La Commission nationale anti-corruption (NACC) a officiellement déclaré coupables 44 anciens députés du Move Forward Party (aujourd’hui majoritairement au People’s Party) pour avoir tenté en 2023 de modifier l’article 112 du Code pénal, la loi sur lèse-majesté. Cette décision pourrait leur faire perdre leur siège et les interdire à vie de se présenter à des élections.
Le verdict a été rendu lundi 9 février, soit un jour seulement après les élections législatives. Parmi les 44 députés mis en cause figurent l’ancien leader Pita Limjaroenrat et le nouveau chef du People’s Party, Natthaphong Ruengpanyawut. Dix d’entre eux viennent tout juste d’être élus dimanche !

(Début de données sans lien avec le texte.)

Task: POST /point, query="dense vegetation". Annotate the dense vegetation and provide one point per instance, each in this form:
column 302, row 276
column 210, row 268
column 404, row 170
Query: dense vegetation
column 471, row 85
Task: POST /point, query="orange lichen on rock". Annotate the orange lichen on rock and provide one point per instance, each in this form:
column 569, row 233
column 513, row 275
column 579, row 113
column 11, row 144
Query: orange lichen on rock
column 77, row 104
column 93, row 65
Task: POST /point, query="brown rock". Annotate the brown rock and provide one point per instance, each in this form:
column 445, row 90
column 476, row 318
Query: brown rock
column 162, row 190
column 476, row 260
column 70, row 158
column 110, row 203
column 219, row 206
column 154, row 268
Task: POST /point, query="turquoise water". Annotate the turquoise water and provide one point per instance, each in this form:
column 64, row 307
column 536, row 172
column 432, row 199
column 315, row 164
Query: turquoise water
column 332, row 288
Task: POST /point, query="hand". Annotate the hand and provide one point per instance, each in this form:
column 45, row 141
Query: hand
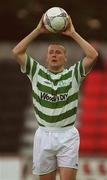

La NACC estime que la proposition d’amendement visait à « affaiblir la protection de la monarchie » et constituait une violation grave de l’éthique (article 219 de la Constitution et loi organique anti-corruption). Malgré les objections, les 44 députés ont maintenu leur texte jusqu’au bout.
Le dossier sera transmis dans les 30 jours à la Cour suprême, qui décidera des sanctions : perte des sièges parlementaires et interdiction définitive d’exercer des fonctions politiques.
Le secrétaire général de la NACC, Surapong Intharathaworn, a insisté : « même si les députés ont le droit de proposer des lois, le contenu ne doit pas aller à l’encontre de la Constitution ».
Cette décision, tombée seulement 24 heures après le scrutin et visant notamment dix députés fraîchement élus, est largement perçue comme une manœuvre politique ciblée pour neutraliser le principal parti d’opposition réformiste au moment précis où il menace le statu quo. Le timing parfait, les fuites apparues dès le jour du vote, et le passé de la NACC souvent accusée de partialité renforcent les soupçons d’instrumentalisation des institutions. Une fois de plus, la Thaïlande illustre que gagner les élections ne suffit pas à accéder au pouvoir réel et cela est valable partout.